Cómo las pymes cántabras reducen hasta un 30% el coste de sus flotas
La mayoría de pequeñas empresas con vehículos comerciales siguen reparando averías cuando surgen, pero los datos demuestran que planificar el mantenimiento reduce los costes hasta un 30% y evita paradas que cuestan dinero. Según la Asociación Española de Transporte por Carretera, el mantenimiento representa entre el 25% y el 35% del gasto total de explotación de una flota. Sin embargo, estudios de Frost & Sullivan confirman que una estrategia preventiva puede recortar las averías graves hasta un 30%, con un retorno de inversión de hasta 5 euros ahorrados por cada euro gastado en prevención.
El problema es que mientras las grandes compañías de Cantabria trabajan con contratos de gestión integral, muchas pymes siguen operando sin sistema: cada conductor lleva su vehículo donde puede cuando algo falla, los recambios se compran a precio de calle y nadie lleva registro de cuándo se cambió cada componente. Esta desorganización se traduce en facturas inesperadas, vehículos parados y pérdida de contratos por incumplir plazos.
El coste oculto de las reparaciones de emergencia
Cuando una furgoneta se queda parada, el gasto no es solo el arreglo. Hay que sumar el pedido no entregado, el cliente perdido, el alquiler de sustitución y las horas perdidas. Los talleres especializados calculan que una reparación de emergencia cuesta entre tres y cinco veces más que el mismo trabajo planificado.
Distribuidores observan patrones claros: los componentes críticos como pastillas de freno registran picos de demanda en invierno y tras vacaciones de verano, cuando los vehículos regresan tras circular con sal y humedad. Esto revela que muchas empresas solo actúan cuando el problema ya está ahí.
Qué componentes requieren más atención
Los elementos que más desgaste sufren son frenos, neumáticos, filtros y aceite. Según AUTODOC, el filtro de aceite debe cambiarse junto con el aceite de motor. «Si es posible, se recomienda rellenar el filtro nuevo con aceite limpio antes de instalarlo», explican sus expertos técnicos. Esta práctica alarga la vida del motor y evita fallos prematuros.
Las pastillas de freno merecen atención especial. En vehículos comerciales urbanos, su vida útil puede reducirse a 20.000-25.000 kilómetros. Apurar su cambio puede dañar los discos, convirtiendo una factura de 80 euros en una de 300.
Sobre discos de freno, AUTODOC es claro: Los mejores discos de freno son aquellos que se adaptan correctamente a las necesidades del vehículo y del tipo de conducción, ofreciendo seguridad, resistencia al desgaste y buena capacidad de disipación del calor. No existe un único “mejor disco” universal, sino que la elección depende del uso: urbano, deportivo, de carga, etc.
La solución: centralizar y planificar
Los expertos recomiendan dos medidas básicas.
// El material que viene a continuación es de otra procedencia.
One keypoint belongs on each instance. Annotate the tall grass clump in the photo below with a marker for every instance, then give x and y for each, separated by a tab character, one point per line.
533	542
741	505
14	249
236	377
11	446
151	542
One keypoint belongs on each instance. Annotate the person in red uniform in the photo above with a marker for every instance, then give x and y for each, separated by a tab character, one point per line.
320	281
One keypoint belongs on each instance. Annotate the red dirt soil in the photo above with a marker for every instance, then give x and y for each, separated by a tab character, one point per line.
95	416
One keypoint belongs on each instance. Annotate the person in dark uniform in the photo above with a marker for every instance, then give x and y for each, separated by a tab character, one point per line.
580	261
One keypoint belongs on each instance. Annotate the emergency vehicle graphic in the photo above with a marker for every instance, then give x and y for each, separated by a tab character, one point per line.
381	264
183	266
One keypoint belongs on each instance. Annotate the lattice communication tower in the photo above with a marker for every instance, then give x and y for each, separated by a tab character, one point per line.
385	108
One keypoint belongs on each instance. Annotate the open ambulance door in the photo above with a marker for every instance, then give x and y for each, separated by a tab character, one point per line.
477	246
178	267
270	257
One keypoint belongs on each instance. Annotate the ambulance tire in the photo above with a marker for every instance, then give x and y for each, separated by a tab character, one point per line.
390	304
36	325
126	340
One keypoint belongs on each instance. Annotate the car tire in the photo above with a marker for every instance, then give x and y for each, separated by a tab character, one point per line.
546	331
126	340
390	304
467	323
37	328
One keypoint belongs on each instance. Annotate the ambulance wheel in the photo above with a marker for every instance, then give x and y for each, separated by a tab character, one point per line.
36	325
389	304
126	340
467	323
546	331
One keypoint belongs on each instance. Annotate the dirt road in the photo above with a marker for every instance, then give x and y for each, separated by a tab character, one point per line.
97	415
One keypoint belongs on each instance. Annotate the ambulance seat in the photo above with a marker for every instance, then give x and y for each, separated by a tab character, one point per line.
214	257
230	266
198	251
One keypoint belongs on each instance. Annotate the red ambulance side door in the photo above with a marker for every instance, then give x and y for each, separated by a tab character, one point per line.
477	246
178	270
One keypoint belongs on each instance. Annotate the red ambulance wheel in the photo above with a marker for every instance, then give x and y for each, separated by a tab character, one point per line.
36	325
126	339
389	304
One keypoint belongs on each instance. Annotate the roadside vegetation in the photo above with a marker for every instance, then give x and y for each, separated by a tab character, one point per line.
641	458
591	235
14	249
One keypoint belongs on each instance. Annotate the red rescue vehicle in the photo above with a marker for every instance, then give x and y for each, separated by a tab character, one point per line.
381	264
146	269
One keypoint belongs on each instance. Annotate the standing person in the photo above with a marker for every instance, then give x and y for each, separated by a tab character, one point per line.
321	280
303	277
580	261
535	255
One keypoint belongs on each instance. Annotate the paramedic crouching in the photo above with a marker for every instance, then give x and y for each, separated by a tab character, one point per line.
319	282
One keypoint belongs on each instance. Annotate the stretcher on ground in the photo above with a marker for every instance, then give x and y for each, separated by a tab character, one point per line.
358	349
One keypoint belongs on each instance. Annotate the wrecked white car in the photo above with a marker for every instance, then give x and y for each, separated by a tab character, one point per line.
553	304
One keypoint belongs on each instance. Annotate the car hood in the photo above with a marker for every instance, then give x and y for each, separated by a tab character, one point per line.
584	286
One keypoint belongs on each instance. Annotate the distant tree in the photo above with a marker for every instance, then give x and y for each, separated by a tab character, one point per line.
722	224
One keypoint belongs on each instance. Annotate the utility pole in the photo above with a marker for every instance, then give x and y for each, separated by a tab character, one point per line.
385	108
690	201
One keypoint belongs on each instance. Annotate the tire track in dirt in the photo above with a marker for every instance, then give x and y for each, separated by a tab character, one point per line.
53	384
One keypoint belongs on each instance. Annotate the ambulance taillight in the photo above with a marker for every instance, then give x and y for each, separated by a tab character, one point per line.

Primera, centralizar las compras: negociar con uno o dos proveedores, estandarizar marcas y obtener descuentos por volumen de hasta el 30%.
Segunda, auditorías semestrales: revisar todos los vehículos, anotar el estado de componentes críticos y programar intervenciones en los próximos meses. Para una pyme con cinco o diez vehículos, basta una hoja de cálculo con kilometraje, fechas de revisiones y cambios de componentes. Existen también aplicaciones gratuitas que envían alertas automáticas.
El primer paso es auditar el estado actual y crear un calendario simple de mantenimientos. Esto evita gastos imprevistos y mantiene la flota operativa cuando más se necesita.